Wayne Swan

Life’s never easy when you’re the World’s Greatest Treasurer. You certainly have to have a bit of sympathy for poor old Wayne Swan, who has to operate in the nightmarish world of federal politics, where the national interest is never as important as political point scoring.

Swan has the problem that never goes away. For the best part of five years, he’s been forced to watch as tax revenues have been buffeted by the GFC, a slowdown in consumer spending, anaemic property prices, as well as a weak share market. More recently, he’s also had to worry about a fall in commodity prices, which has and will continue to crimp tax receipts from Australia’s golden goose, the mining sector.
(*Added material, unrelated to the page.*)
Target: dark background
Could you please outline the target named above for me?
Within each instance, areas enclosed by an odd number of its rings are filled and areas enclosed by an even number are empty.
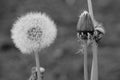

If that hard place wasn’t enough, Swan is also pinned in by the rock that is Labor’s promise to return the budget to surplus in 2013-14.

It’s a promise that keeps getting harder to keep. Today, there are reports the public service has been told to find another round of spending cuts to help, just weeks after Swan announced a raft of cuts and revenue grabs in his October mini budget.

That’s hardly a surprise given what most entrepreneurs are seeing in the economy. Anecdotally at least, the outlook for company profits outside the mining sector is poor. There’s been some pick-up in commodity prices of late, but the mining golden goose just isn’t laying eggs like it used to.

Given Swan’s predicted budget surplus is just $1.1 billion (or it was in November), it seems likely Swan and Finance Minister Penny Wong are going to need to keep finding cuts for many months to come.

But the cuts are coming amidst what is an increasingly worrying global backdrop. While Swan seized on last week’s economic forecasts from the OECD to show how Australia’s growth is so much better than anywhere else in the world, the key message from the International Monetary Fund update was that it remains concerned about a second major global recession.

Clearly, Europe and the US provide the biggest concerns. When the OECD talks about governments doing whatever they can to restore confidence, I doubt little old Australia figures much in the conservation.

You wonder what this surplus by a thousand cuts does for confidence in Australia. Does it make business feel better to hear that programs or services will be frozen or wound back? Does it make business feel better to hear the Australian Tax Office is being charged with the responsibility of collecting billions of dollars in additional tax revenue from the SME sector?

Does it make anyone feel more confident when we have to hear about round after round of cuts to protect what is a paper-thin surplus?

If federal politics was not in the state it’s in, a sensible government might have come out by now and carefully explained that as the global economic outlook worsens it will take extra steps to stimulate the economy. If that means running a small but manageable deficit, we can cope.

Instead, we get shadow treasurer Joe Hockey saying this morning the government is about to break its most important promise.

Yes, Prime Minister Julia Gillard and Wayne Swan were silly to make this promise in a world with so many unresolved economic problems. Sure, there will be plenty of economists and economic commentators who say the government should strive for a surplus to underline its discipline.

But the question should still be asked: is the fanatical surplus promise one that should be broken?